The question concerning why human females experience menopause has plagued evolutionary biologists and anthropologists for a long time. After all, Darwinian evolutionary fitness is all about maximizing reproductive success; why might selection favour females living through a (at times) lengthy life history stage during which there is no possibility of contributing to their reproductive fitness? Or is it possible that selection has favoured females in some species contributing indirectly to their inclusive fitness via their offspring and grandoffspring? Is it possible that menopause in some female mammals is just a by-product of a long life history, which itself is a by-product of larger brains?
In this essay assignment you are to evaluate the various hypotheses that have been proposed in the above readings to explain the occurrence of menopause. In so doing you will also address the following questions:
- Is menopause really unique to humans?
- Are there other species of primates, or other mammals, that also clearly experience a postreproductive life-history stage?

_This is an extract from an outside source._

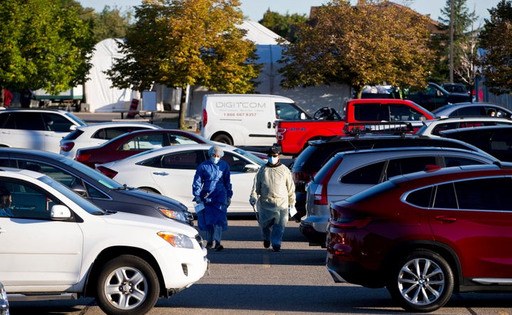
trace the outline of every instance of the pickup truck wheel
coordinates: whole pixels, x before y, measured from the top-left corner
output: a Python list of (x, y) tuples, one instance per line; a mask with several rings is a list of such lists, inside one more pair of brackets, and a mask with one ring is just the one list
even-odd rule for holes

- Are any hypotheses that have been proposed to explain the occurrence of menopause in other mammals applicable to the condition in humans?
- Evaluate the strength of evidence that does (or does not) support the various hypotheses about menopause. How might we accurately test these hypotheses in long-lived mammalian species?
One area of recent research that you should consider reviewing and incorporating into this essay assignment concerns the occurrence of postreproductive life spans in cetaceans (particularly the “toothed” whales, such as orcas and pilot whales). Use the AU Library or other search engines (such as Google Scholar) to find relevant articles on this topic in addition to the three presented here.
Required Readings
Peccei, Jocelyn Scott. “Menopause: Adaptation or Epiphenomenon?” Evolutionary Anthropology: Issues, News, and Reviews 10, no. 2 (2001): 43–57.
Kirchengast, Sylvia. “Menopause Female Reproductive Senescence from the Viewpoint of Evolutionary Anthropology.” In A Multidisciplinary Look at Menopause, edited by Juan Francisco Rodriguez-Landa and Jonathan Cueto-Escobedo. London: InTech, 2017.
Takahashi, Mike, Rama S. Singh, and John Stone. “A Theory for the Origin of Human Menopause.” Frontiers in Genetics 7, no. 222 (2017).